WMD : a scalable Web-malware detection system

In the last decade, due to the massive growth of the Internet, attacks based on the web have become a huge threat. Billions of users access the Internet every day visiting various and different websites without knowing that a compromised or malicious website could exploit vulnerabilities in their browser or device to gain control of their system. Because of the popularity of the Internet and outdated devices or browsers, there is a long successful history of websites exploiting unsuspecting users in the wild just by making them visit a webpage. Usually, web malware leverage bugs or features inside a browser JavaScript API to compromise the host client. Through the years, attackers evolved their malware from simple static JavaScript to more complex techniques including obfuscation, detection evasion, and complex browser exploitation. This work proposes a scalable system to identify web malware with the hypothesis that web malware interacts with the client browser, network, and OS in an unusual way. We created a system that can show in detail the malicious features that we extracted, and the scores used to judge a website. We reviewed different websites offering web malware detection and they do not give many explanations on their detection process. Finally, in this work, we performed a scan of almost 4 million websites to detect malware accessing private network addresses. Some devices connected to a private network, such as home routers or IoT devices, may assume that only the authorized people have access to the network. This assumption is not always true since a webpage in a browser can access the private network, and a web malware could leverage this to be able to target devices connected to the private network.

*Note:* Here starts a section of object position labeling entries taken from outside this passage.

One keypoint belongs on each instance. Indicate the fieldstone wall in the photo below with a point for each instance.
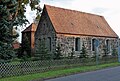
(68, 42)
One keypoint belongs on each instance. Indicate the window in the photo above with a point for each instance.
(93, 44)
(49, 43)
(77, 44)
(108, 45)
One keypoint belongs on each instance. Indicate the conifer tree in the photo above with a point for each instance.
(12, 13)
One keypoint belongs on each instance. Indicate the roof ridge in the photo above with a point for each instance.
(74, 10)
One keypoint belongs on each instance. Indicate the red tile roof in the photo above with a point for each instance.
(30, 28)
(67, 21)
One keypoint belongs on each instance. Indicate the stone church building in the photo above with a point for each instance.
(71, 29)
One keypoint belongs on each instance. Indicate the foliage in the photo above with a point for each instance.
(26, 47)
(83, 53)
(58, 54)
(42, 52)
(72, 53)
(12, 13)
(114, 52)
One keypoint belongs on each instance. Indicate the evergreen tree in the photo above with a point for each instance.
(12, 13)
(83, 53)
(26, 47)
(42, 52)
(57, 54)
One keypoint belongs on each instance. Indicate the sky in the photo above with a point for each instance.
(110, 9)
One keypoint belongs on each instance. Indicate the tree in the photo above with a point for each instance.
(72, 53)
(26, 47)
(12, 13)
(57, 54)
(83, 53)
(114, 52)
(42, 52)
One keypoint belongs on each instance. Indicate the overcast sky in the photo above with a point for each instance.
(110, 9)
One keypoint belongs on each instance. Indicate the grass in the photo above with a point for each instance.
(57, 73)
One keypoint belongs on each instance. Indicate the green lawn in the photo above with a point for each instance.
(57, 73)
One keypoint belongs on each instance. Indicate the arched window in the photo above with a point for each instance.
(49, 43)
(108, 45)
(93, 44)
(77, 44)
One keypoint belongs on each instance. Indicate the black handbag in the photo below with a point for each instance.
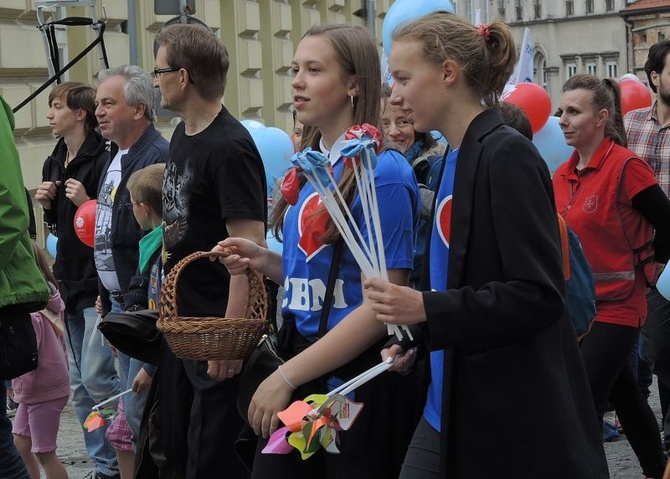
(263, 361)
(18, 345)
(133, 333)
(266, 359)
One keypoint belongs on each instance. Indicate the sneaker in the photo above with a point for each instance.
(11, 407)
(610, 431)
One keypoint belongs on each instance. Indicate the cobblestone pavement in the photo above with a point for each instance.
(622, 462)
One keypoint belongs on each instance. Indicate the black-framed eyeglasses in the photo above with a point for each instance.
(159, 71)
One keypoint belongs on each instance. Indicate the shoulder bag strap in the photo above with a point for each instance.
(330, 288)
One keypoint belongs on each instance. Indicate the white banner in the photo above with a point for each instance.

Nell'ultimo decennio, a causa della massiccia crescita di Internet, gli attacchi basati sul web sono diventati un'enorme minaccia. Miliardi di utenti accedono ogni giorno a Internet visitando siti web senza sapere che un sito web compromesso o dannoso potrebbe sfruttare le vulnerabilità del proprio browser o dispositivo per ottenere il controllo del proprio sistema. A causa della popolarità di Internet e dei dispositivi o browser obsoleti, esiste una lunga storia di successo di siti web che danneggiano gli utenti semplicemente facendogli visitare una pagina Web. Di solito, il malware web sfrutta bug o funzionalità all'interno di delle API JavaScript del browser per compromettere il sistema dell'utente. Nel corso degli anni, gli aggressori hanno migliorato il loro malware e da semplice JavaScript statico ha malware più complessi grazie a tecniche tra cui l'offuscamento, l'evasione del rilevamento e lo sfruttamento di vulnerabilità del browser. Questo lavoro propone un sistema scalabile per identificare il malware web con l'ipotesi che il malware web interagisca con il browser, la rete e il sistema operativo in maniera insolita. Abbiamo creato un sistema in grado di mostrare in dettaglio le funzionalità dannose e i punteggi utilizzati per giudicare un sito web. Abbiamo esaminato diversi siti web che offrono il rilevamento di malware web e non forniscono molte spiegazioni sul loro processo di rilevamento. Infine, in questo lavoro, abbiamo eseguito una scansione di quasi 4 milioni di siti Web per rilevare malware che accedono a indirizzi di rete privati. Alcuni dispositivi collegati a una rete privata, come router domestici o dispositivi IoT, possono presumere che solo le persone autorizzate abbiano accesso alla rete. Questo presupposto non è sempre vero poiché una pagina web in un browser può accedere alla rete privata e un malware web potrebbe sfruttarlo per poter indirizzare i dispositivi collegati alla rete privata.